Why Johnny Can’t Count Worldcon Bids

Craig Miller perceptively noticed that I posted the wrong stat for defeated LA Worldcon bids in my article about Reno and Seattle in 2011. Somehow I had LA hosting a measly two Worldcons instead of a robust four during the past 50 years.

Upon reflection, there were LA bids that went to a final vote for 1964, 1968, 1972, 1975, 1978, 1981, 1984, 1990, 1996 and 2006. LA hosted Worldcons in 1972, 1984, 1996 and 2006. The right number is six losses out of ten.

I was trying to highlight the lost bids and wanted to reach back to Mordor in ’64 without being required to count the successful bid for the “South Gate in ’58” Worldcon. This being 2009, I could get away with using the nice round number of 50 years. What I could not get away with was counting less than four LA Worldcons.

To the outside world it seemed like one darned LA bid after another. Fans said as much. I remember Milt Stevens in the Seventies blandly answering this complaint saying, “Well, we always field a team.”

The Bay Area beat LA in 1964 and again in 1968 – the second time despite LA bidders simultaneously running a fan fund to bring Takumi Shibano to the Worldcon. Only the fan fund succeeded, consequently Shibano-san attended the BayCon.

By winning the rights to L.A.Con in 1972 Chuck Crayne and Bruce Pelz changed the town’s luck. However, that was the last of their teamwork. There followed the bizarre spectacle of Chuck Crayne running an LA bid against Australia for 1975, while Bruce Pelz chaired an LA bid solely for the 1975 NASFiC. My earliest hornbook in practical fanpolitics was witnessing Crayne capitalize on his lost Worldcon bid to defeat Pelz’ bid for the NASFiC. (And after I carried all those cases of beer to Bruce’s party!)

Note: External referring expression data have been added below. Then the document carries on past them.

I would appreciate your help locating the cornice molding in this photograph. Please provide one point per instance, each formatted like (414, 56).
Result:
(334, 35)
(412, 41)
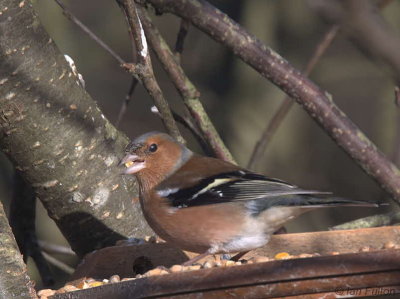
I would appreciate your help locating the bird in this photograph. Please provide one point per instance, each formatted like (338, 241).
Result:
(209, 206)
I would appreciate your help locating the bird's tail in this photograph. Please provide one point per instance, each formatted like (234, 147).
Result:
(309, 201)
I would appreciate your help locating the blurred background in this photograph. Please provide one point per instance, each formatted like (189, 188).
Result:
(239, 101)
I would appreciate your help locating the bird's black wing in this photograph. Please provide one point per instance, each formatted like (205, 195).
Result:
(234, 186)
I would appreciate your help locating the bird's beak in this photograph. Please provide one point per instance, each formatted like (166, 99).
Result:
(132, 163)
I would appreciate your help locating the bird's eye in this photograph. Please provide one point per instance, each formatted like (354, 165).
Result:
(153, 147)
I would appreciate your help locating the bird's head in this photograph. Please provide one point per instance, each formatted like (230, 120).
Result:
(154, 155)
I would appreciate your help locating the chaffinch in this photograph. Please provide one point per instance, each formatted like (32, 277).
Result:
(210, 206)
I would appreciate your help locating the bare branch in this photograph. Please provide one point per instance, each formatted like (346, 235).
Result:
(143, 69)
(316, 102)
(188, 124)
(287, 103)
(126, 101)
(183, 30)
(92, 35)
(188, 92)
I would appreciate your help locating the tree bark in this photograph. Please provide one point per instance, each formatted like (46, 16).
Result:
(59, 140)
(14, 281)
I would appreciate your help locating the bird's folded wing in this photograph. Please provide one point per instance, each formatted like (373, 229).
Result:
(231, 186)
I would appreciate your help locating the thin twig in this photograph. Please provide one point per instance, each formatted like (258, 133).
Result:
(57, 263)
(92, 35)
(188, 124)
(143, 69)
(125, 103)
(185, 87)
(318, 103)
(396, 145)
(183, 30)
(287, 103)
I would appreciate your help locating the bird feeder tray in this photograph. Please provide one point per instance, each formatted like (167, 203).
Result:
(366, 263)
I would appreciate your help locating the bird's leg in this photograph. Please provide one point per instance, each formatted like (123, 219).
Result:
(237, 257)
(195, 259)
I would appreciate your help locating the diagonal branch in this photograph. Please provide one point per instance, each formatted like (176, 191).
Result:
(188, 92)
(287, 103)
(315, 101)
(91, 34)
(143, 69)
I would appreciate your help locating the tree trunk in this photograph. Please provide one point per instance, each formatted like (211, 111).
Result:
(14, 282)
(55, 134)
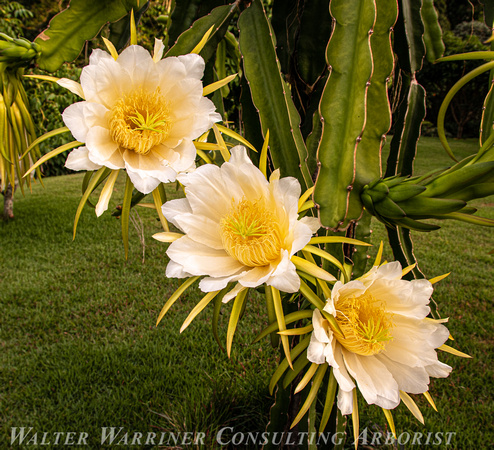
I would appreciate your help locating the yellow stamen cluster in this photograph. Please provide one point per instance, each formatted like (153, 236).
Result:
(140, 120)
(251, 233)
(365, 324)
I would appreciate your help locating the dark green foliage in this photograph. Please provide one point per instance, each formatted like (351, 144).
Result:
(12, 17)
(463, 117)
(47, 101)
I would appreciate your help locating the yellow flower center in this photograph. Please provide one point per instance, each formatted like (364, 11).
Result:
(365, 324)
(140, 120)
(251, 233)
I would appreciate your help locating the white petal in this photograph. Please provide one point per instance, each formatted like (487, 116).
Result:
(105, 82)
(72, 86)
(233, 293)
(413, 380)
(210, 284)
(148, 170)
(206, 191)
(102, 149)
(194, 65)
(256, 276)
(174, 208)
(97, 55)
(158, 50)
(142, 182)
(302, 234)
(339, 369)
(319, 331)
(315, 350)
(285, 277)
(184, 156)
(171, 71)
(345, 401)
(199, 259)
(312, 222)
(201, 229)
(78, 159)
(390, 271)
(174, 270)
(82, 116)
(374, 380)
(438, 370)
(138, 63)
(244, 179)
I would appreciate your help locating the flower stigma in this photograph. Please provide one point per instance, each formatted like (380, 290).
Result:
(365, 324)
(251, 234)
(140, 120)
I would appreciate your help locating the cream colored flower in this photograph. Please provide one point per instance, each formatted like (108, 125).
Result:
(238, 227)
(140, 113)
(388, 344)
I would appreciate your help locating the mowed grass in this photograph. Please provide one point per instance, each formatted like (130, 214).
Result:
(80, 350)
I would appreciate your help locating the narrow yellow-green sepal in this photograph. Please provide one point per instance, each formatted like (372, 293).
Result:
(91, 186)
(274, 338)
(325, 288)
(43, 78)
(391, 422)
(323, 254)
(408, 269)
(355, 419)
(221, 143)
(206, 146)
(298, 366)
(238, 307)
(311, 269)
(51, 154)
(412, 406)
(307, 377)
(235, 136)
(133, 29)
(197, 309)
(197, 49)
(329, 402)
(217, 85)
(439, 278)
(175, 296)
(312, 393)
(218, 303)
(283, 366)
(203, 156)
(280, 318)
(303, 198)
(290, 318)
(167, 236)
(158, 202)
(297, 331)
(44, 137)
(307, 205)
(263, 160)
(428, 396)
(125, 217)
(311, 296)
(453, 351)
(111, 48)
(379, 255)
(106, 193)
(337, 240)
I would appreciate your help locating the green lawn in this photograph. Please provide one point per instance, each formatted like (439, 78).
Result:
(80, 350)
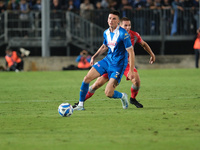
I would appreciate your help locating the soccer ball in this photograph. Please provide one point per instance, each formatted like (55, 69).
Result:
(65, 109)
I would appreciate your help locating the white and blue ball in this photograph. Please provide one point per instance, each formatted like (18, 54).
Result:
(65, 109)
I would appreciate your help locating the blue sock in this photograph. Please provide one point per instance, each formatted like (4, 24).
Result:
(117, 94)
(83, 91)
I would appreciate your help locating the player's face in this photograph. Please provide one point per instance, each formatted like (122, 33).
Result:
(126, 25)
(113, 20)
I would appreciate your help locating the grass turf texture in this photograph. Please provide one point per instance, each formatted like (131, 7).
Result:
(169, 120)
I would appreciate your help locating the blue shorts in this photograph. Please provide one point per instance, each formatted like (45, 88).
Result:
(115, 72)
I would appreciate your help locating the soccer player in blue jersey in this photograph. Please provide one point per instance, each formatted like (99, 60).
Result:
(117, 42)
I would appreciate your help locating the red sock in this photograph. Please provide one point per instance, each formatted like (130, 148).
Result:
(134, 93)
(88, 95)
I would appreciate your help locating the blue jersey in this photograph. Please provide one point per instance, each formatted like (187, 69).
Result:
(117, 43)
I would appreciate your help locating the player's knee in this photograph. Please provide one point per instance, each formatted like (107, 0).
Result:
(109, 93)
(137, 83)
(97, 85)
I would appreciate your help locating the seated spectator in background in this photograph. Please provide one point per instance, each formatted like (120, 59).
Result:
(83, 60)
(113, 4)
(24, 9)
(13, 5)
(14, 61)
(2, 6)
(85, 8)
(70, 6)
(104, 4)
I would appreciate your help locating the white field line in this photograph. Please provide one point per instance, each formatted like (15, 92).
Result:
(43, 101)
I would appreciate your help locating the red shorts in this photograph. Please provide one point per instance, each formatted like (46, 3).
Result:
(125, 72)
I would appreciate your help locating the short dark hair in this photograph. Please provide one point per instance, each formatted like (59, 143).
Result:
(124, 19)
(115, 12)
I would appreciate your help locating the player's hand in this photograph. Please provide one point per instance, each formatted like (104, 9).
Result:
(131, 75)
(152, 59)
(92, 61)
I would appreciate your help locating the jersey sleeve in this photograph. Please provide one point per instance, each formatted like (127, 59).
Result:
(139, 39)
(127, 40)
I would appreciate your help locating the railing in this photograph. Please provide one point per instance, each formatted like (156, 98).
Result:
(68, 27)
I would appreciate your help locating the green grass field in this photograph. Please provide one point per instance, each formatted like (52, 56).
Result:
(170, 119)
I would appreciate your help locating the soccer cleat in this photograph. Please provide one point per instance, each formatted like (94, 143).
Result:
(124, 100)
(135, 102)
(75, 105)
(79, 108)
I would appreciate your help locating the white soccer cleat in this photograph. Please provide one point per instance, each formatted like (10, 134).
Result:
(124, 100)
(24, 51)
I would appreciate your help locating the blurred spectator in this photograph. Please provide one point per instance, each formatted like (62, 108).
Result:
(197, 48)
(26, 18)
(114, 4)
(85, 9)
(196, 12)
(24, 9)
(14, 61)
(166, 6)
(2, 6)
(104, 4)
(139, 18)
(149, 4)
(70, 5)
(37, 6)
(125, 8)
(83, 60)
(13, 5)
(77, 4)
(177, 20)
(187, 16)
(149, 22)
(56, 17)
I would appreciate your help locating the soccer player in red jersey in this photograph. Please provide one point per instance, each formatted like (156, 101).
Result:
(135, 38)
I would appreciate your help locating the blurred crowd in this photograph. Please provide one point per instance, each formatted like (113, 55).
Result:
(25, 5)
(181, 13)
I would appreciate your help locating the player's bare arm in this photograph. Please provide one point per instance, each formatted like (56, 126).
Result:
(148, 49)
(131, 62)
(99, 52)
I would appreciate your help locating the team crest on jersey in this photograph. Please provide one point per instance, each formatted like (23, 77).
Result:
(97, 64)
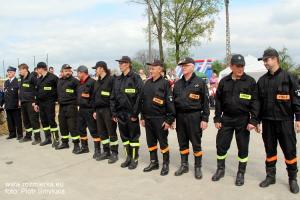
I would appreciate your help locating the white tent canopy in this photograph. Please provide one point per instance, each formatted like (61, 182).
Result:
(253, 68)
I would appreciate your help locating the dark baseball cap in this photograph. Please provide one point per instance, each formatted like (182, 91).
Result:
(100, 64)
(238, 59)
(156, 62)
(41, 65)
(82, 68)
(66, 66)
(124, 59)
(11, 69)
(187, 60)
(268, 53)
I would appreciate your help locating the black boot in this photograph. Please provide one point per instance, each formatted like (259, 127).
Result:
(47, 139)
(113, 157)
(63, 145)
(128, 158)
(97, 151)
(84, 147)
(294, 187)
(198, 164)
(27, 138)
(55, 138)
(166, 160)
(37, 139)
(76, 148)
(153, 162)
(184, 167)
(270, 178)
(240, 174)
(106, 153)
(220, 170)
(134, 158)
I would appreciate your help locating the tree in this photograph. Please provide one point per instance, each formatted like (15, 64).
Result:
(217, 66)
(286, 61)
(186, 21)
(156, 9)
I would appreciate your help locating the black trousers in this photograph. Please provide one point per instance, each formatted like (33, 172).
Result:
(14, 122)
(237, 124)
(284, 133)
(155, 133)
(189, 130)
(68, 123)
(30, 120)
(130, 134)
(107, 130)
(85, 120)
(47, 115)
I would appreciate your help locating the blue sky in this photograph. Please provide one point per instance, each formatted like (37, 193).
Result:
(84, 32)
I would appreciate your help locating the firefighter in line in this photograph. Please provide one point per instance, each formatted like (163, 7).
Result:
(46, 97)
(27, 93)
(105, 125)
(125, 110)
(192, 114)
(158, 115)
(68, 111)
(279, 94)
(85, 114)
(11, 105)
(237, 109)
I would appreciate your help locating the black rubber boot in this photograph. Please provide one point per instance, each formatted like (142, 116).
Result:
(240, 177)
(294, 187)
(84, 147)
(220, 173)
(128, 158)
(134, 158)
(47, 139)
(270, 178)
(113, 157)
(97, 151)
(154, 165)
(184, 167)
(37, 139)
(165, 168)
(76, 148)
(63, 145)
(55, 138)
(26, 138)
(106, 153)
(198, 165)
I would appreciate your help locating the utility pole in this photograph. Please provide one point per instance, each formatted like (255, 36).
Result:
(228, 46)
(149, 32)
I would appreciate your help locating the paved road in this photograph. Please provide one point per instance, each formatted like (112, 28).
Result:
(34, 172)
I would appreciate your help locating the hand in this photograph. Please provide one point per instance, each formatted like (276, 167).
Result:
(250, 127)
(115, 119)
(142, 122)
(203, 125)
(166, 126)
(218, 125)
(297, 126)
(257, 128)
(36, 108)
(133, 119)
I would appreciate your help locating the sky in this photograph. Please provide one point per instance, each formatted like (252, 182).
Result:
(83, 32)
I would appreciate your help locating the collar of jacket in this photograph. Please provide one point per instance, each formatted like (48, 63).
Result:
(85, 80)
(229, 77)
(190, 80)
(276, 73)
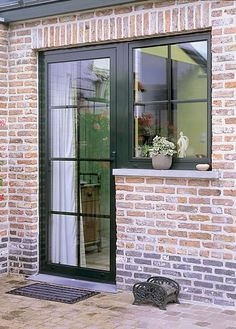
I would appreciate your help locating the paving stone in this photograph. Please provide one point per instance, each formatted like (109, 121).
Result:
(105, 311)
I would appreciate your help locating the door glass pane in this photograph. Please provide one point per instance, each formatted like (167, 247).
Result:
(63, 132)
(94, 108)
(95, 187)
(64, 240)
(64, 186)
(63, 84)
(150, 74)
(189, 70)
(94, 218)
(80, 120)
(190, 121)
(95, 243)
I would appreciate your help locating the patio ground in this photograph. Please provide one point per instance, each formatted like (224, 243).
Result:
(104, 311)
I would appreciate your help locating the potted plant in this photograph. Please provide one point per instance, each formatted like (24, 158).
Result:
(162, 152)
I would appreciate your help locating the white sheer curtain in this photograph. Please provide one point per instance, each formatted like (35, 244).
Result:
(64, 248)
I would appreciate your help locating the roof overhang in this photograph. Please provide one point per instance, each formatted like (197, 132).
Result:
(44, 9)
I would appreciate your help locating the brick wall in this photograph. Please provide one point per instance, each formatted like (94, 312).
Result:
(23, 151)
(3, 149)
(180, 228)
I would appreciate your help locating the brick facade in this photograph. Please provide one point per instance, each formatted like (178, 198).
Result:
(3, 150)
(179, 228)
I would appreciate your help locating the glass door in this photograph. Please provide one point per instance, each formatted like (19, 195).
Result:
(80, 230)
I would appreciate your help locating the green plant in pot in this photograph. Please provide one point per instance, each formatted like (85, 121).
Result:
(162, 152)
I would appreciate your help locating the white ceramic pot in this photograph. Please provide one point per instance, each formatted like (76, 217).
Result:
(161, 162)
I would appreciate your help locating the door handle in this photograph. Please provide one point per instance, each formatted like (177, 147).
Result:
(113, 155)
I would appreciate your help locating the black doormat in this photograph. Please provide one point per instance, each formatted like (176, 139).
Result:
(53, 293)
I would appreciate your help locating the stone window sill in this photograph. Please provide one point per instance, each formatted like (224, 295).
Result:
(167, 173)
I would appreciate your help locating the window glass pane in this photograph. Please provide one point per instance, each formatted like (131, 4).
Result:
(190, 122)
(150, 73)
(149, 121)
(189, 70)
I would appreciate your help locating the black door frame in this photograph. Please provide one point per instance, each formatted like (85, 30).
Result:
(59, 56)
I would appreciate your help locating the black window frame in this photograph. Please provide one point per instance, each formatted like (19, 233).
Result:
(125, 156)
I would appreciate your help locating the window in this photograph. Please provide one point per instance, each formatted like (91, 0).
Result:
(170, 97)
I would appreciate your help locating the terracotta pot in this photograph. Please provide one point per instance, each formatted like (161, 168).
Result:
(161, 162)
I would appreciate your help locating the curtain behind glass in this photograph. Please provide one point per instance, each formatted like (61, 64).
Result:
(63, 227)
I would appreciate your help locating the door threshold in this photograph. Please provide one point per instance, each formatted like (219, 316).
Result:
(96, 286)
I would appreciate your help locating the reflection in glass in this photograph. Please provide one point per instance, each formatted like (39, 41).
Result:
(63, 186)
(191, 120)
(189, 70)
(150, 73)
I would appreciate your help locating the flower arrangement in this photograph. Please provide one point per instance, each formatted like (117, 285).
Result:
(160, 145)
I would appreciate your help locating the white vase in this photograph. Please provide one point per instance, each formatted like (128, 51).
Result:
(161, 162)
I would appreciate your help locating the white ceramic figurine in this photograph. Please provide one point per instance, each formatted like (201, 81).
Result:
(183, 143)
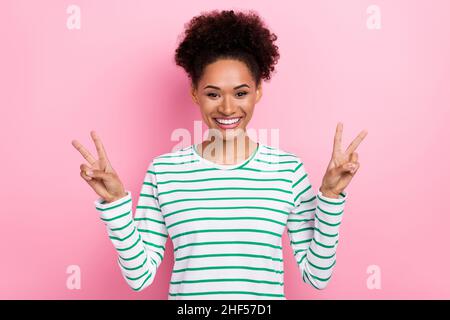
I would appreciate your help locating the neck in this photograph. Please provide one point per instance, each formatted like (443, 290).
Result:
(228, 151)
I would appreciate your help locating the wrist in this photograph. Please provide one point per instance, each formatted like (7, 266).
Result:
(329, 193)
(123, 195)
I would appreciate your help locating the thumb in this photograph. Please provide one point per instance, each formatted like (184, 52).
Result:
(346, 168)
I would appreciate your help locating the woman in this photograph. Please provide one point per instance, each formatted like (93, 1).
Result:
(225, 202)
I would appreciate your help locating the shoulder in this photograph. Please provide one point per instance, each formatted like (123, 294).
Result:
(280, 154)
(173, 157)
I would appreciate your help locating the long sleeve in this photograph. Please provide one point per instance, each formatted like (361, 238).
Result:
(313, 229)
(139, 241)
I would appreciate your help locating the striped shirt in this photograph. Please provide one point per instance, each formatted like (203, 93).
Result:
(226, 224)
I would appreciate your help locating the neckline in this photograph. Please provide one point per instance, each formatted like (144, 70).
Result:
(226, 166)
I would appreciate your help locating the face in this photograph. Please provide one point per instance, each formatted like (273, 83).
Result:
(226, 95)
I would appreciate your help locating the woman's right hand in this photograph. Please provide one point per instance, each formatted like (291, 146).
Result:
(103, 179)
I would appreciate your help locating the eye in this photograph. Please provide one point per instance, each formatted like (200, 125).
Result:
(244, 93)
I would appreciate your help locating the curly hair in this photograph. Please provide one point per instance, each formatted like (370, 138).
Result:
(213, 35)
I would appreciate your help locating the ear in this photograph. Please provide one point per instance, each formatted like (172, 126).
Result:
(193, 93)
(258, 92)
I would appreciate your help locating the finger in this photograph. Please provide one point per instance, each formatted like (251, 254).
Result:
(353, 172)
(99, 146)
(84, 152)
(85, 169)
(99, 174)
(95, 185)
(85, 176)
(355, 143)
(347, 167)
(338, 138)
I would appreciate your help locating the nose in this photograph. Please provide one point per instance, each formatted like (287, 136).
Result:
(227, 107)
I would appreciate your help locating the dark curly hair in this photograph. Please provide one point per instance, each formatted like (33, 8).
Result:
(213, 35)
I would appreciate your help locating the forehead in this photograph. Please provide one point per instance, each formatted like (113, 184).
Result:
(226, 73)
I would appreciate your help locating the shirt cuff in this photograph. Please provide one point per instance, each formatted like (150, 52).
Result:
(119, 206)
(331, 207)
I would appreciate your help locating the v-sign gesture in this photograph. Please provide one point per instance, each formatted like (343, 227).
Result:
(99, 173)
(343, 165)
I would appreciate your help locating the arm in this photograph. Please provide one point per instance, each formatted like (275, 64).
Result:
(313, 229)
(139, 241)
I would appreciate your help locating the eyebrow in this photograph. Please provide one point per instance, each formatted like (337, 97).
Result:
(214, 87)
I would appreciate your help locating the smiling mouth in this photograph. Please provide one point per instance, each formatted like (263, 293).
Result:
(228, 123)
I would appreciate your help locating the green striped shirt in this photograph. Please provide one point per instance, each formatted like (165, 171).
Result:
(226, 224)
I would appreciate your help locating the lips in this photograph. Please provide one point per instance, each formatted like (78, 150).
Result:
(228, 123)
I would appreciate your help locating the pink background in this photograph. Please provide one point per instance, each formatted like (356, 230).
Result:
(117, 76)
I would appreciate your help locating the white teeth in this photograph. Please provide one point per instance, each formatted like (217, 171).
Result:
(223, 121)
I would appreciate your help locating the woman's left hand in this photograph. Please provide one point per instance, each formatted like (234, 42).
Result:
(343, 165)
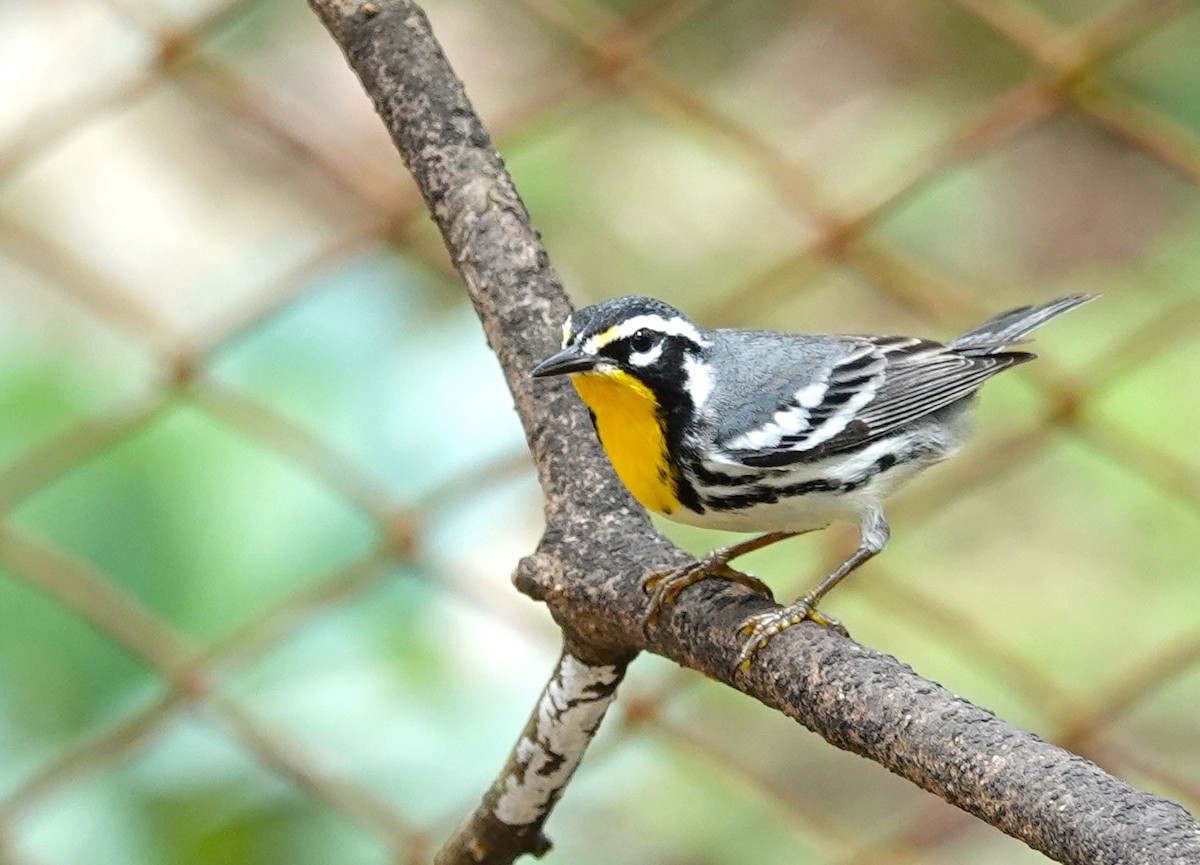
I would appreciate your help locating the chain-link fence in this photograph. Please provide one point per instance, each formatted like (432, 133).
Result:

Bruce and company lost their next Worldcon bid for 1978 to Phoenix with some unintended help from young LA fans (myself included) who successfully bid for the 1978 Westercon.

The Crayne and Pelz rivalry surfaced one last time in the 1981 race, in a manner of speaking. Chuck led a Worldcon bid for LA. Lois Newman, a LASFSian who had moved to Colorado, initiated a Denver bid which enjoyed the distant support of active LASFS members including Bruce. Lois was no longer involved by the time the site selection vote took place and Denver fandom secured the win over Crayne’s bid.

LA fans absorbed a lot of lessons from the school of hard knocks and successfully campaigned for the right to hold L.A.con II in 1984. Yet a lesson or two must have been immediately forgotten: some napkins appeared at L.A.con II’s dead dog party printed with an apparent announcement of an immediate new bid for 1990 (under the rules, LA’s earliest opportunity to host another Worldcon). That bid lurched along to its inevitable defeat three years later. Sometimes LA can be accused of displaying a Kzin-like eagerness to start the battle long before we’re ready to win.

And it being us, within two years we had removed the two-by-four planted between our mulish eyes and started running for another LA Worldcon – though showing some slight wisdom by aiming for 1996 despite 1993 being the next Western Zone year. (It would be contested by San Francisco, Phoenix and Hawaii, eliminating the winner and exhausting the losers). So in due course there was an L.A.con III in 1996, and with patience, an L.A.con IV in 2006.

Thus the scoreboard reads four wins and six losses over a 50 year span.